Monday, February 21st, 2005
The Phantom Tollbooth -- last night and tonight we read Chapter 12, "The Valley of Sound". More synaesthesia in this chapter; it reminded me again a bit of Fantasia, but moreso of "Charlie and the Chocolate Factory" -- the Soundkeeper struck me as very reminiscent of Willie Wonka, with her cloistered and volatile persona, and the sound laboratory would have fit right into Wonka's factory.
Friday, February 18th, 2005
The Phantom Tollbooth -- tonight we read Chapter 11, "Dynne and Dischord", or rather we read about half of it and Sylvia fell asleep. Funny that Juster worked in two consecutive "Fantasia" references -- the end of Chapter 10 referred (so think I) to the Toccata and Fugue in D Minor segment of the film, and the beginning of Chapter 11 referred (less arguably) to the The Sorcerer's Apprentice segment.
Thursday, February 17th, 2005
The Phantom Tollbooth -- we read Chapter 10 tonight, "The Symphony of Color". It has nice resonances with two other books, "The Philharmonic Gets Dressed", which we read for bedtime story fairly often, and "Zin Zin Zin! A Violin!", which we read less frequently; and with Fantasia, which we watched a few weeks ago -- this last I suspect may have been Juster's source for the chapter, some of his imagery reminded me very strongly of the film.

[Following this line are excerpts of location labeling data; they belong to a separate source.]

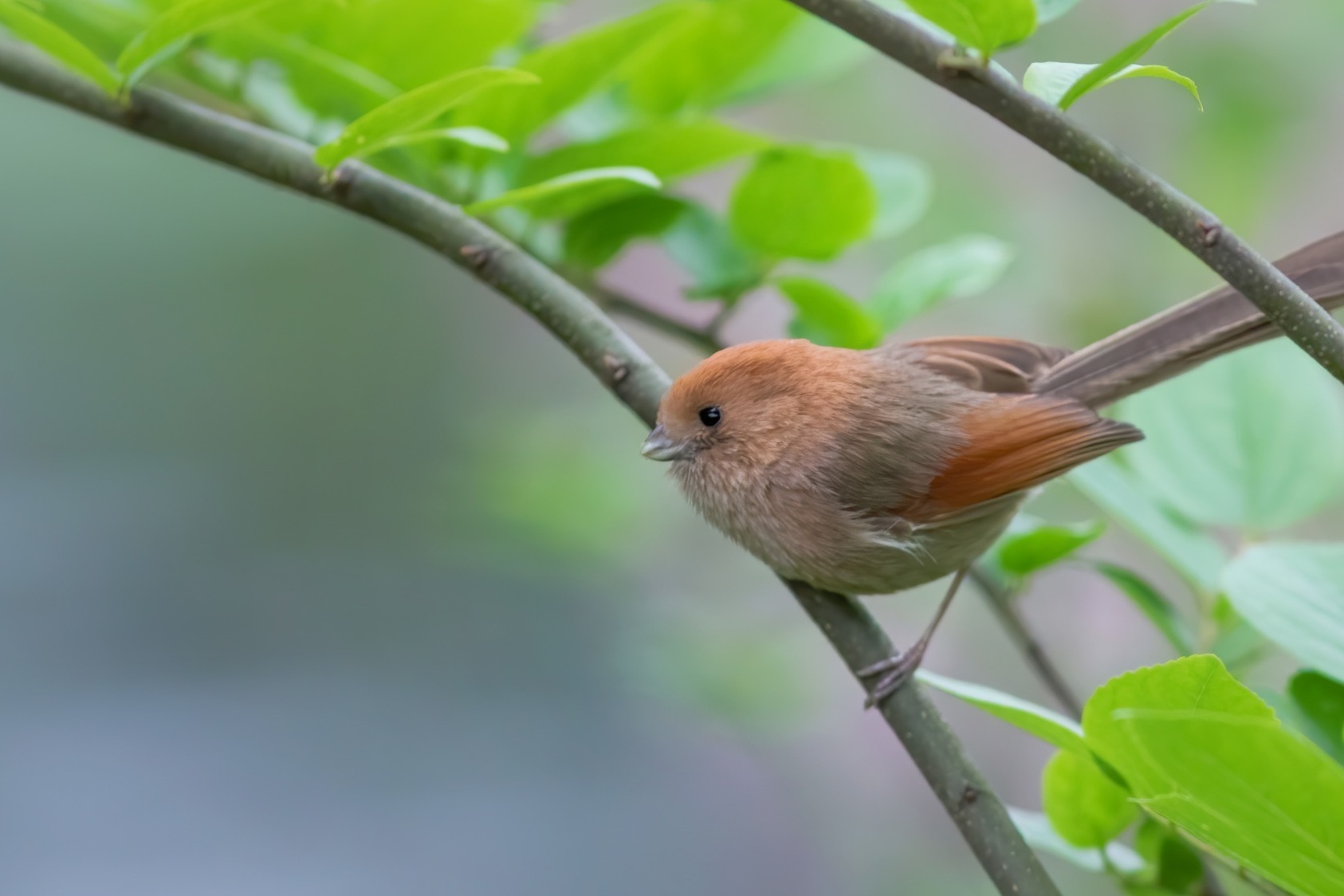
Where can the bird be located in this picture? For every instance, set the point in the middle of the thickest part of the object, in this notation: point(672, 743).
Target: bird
point(878, 470)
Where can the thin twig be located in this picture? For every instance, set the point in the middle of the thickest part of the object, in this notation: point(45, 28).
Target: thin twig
point(599, 344)
point(1189, 225)
point(1000, 599)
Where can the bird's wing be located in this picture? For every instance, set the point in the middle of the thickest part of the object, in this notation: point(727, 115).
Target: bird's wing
point(985, 364)
point(1015, 442)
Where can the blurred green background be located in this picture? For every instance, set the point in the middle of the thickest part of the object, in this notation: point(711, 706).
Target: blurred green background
point(324, 572)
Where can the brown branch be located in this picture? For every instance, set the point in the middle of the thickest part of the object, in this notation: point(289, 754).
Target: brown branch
point(599, 344)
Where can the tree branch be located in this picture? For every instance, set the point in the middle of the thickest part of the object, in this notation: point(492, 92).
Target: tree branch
point(603, 348)
point(1189, 225)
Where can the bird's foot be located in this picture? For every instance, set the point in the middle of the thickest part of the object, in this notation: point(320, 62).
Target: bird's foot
point(891, 674)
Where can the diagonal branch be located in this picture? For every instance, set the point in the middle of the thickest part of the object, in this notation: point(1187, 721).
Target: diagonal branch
point(603, 348)
point(1189, 225)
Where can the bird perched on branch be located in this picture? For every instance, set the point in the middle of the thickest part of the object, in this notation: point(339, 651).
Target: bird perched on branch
point(870, 472)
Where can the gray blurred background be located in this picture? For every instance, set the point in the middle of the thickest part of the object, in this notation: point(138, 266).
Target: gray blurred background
point(323, 572)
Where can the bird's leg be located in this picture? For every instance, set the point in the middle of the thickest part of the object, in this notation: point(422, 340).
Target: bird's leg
point(895, 670)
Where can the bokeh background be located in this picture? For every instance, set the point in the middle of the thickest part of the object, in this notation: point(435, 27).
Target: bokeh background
point(324, 572)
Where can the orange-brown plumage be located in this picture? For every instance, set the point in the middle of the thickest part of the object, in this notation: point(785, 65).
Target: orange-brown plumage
point(871, 472)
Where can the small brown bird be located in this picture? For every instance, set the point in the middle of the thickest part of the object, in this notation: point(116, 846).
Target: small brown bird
point(881, 470)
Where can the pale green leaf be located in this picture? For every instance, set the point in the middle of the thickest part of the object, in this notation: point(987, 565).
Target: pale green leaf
point(570, 70)
point(1040, 836)
point(595, 237)
point(981, 25)
point(1034, 719)
point(170, 31)
point(1293, 594)
point(827, 316)
point(903, 187)
point(1201, 750)
point(1134, 53)
point(1193, 552)
point(419, 106)
point(1032, 544)
point(572, 194)
point(799, 202)
point(697, 61)
point(1051, 10)
point(57, 42)
point(1252, 441)
point(1083, 805)
point(1051, 80)
point(1151, 602)
point(668, 149)
point(961, 268)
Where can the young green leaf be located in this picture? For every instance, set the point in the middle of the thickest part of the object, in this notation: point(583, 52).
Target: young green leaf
point(1032, 544)
point(170, 31)
point(1295, 595)
point(1051, 10)
point(1036, 721)
point(981, 25)
point(1130, 55)
point(58, 43)
point(595, 237)
point(1051, 80)
point(697, 61)
point(411, 111)
point(1193, 552)
point(799, 202)
point(903, 187)
point(1152, 605)
point(721, 266)
point(1320, 700)
point(1042, 837)
point(827, 316)
point(668, 149)
point(1252, 441)
point(569, 70)
point(957, 269)
point(1204, 753)
point(1083, 805)
point(573, 194)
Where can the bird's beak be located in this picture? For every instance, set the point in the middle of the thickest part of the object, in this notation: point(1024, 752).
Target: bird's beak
point(658, 446)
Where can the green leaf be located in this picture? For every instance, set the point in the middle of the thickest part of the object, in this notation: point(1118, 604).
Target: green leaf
point(170, 31)
point(58, 43)
point(827, 316)
point(1293, 594)
point(1032, 544)
point(595, 237)
point(570, 70)
point(668, 149)
point(1177, 866)
point(1042, 837)
point(1202, 751)
point(1051, 10)
point(1051, 80)
point(1193, 552)
point(419, 106)
point(1083, 805)
point(957, 269)
point(721, 268)
point(799, 202)
point(903, 187)
point(697, 61)
point(1152, 605)
point(572, 194)
point(1320, 700)
point(1036, 721)
point(1134, 53)
point(981, 25)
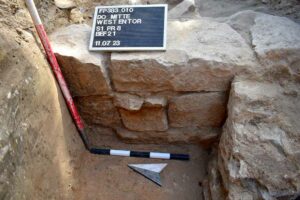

Wednesday, February 16th, 2005
The Phantom Tollbooth -- we read Chapter 9 tonight -- Sylvia is really enjoying the characters though I'm not sure how much of the plot she is getting. Details which captivate her: the sisters named Rhyme and Reason, which are not proper names like Sylvia or Emily; the dog mistakenly named Tock even though the sound he makes is tick-tick-tick; the box given by King Azaz to Milo, which contains all the words that will ever be used -- this last reminds me a bit of Borges' Library of Babel and I wonder whether Juster had that in mind.
Friday, February 11th, 2005
The Phantom Tollbooth: Tonight we will read Chapter 6, the story of Rhyme and Reason as told by Faintly Macabre. Sylvia is maintaining interest in the story and remembers the characters and situations from day to day.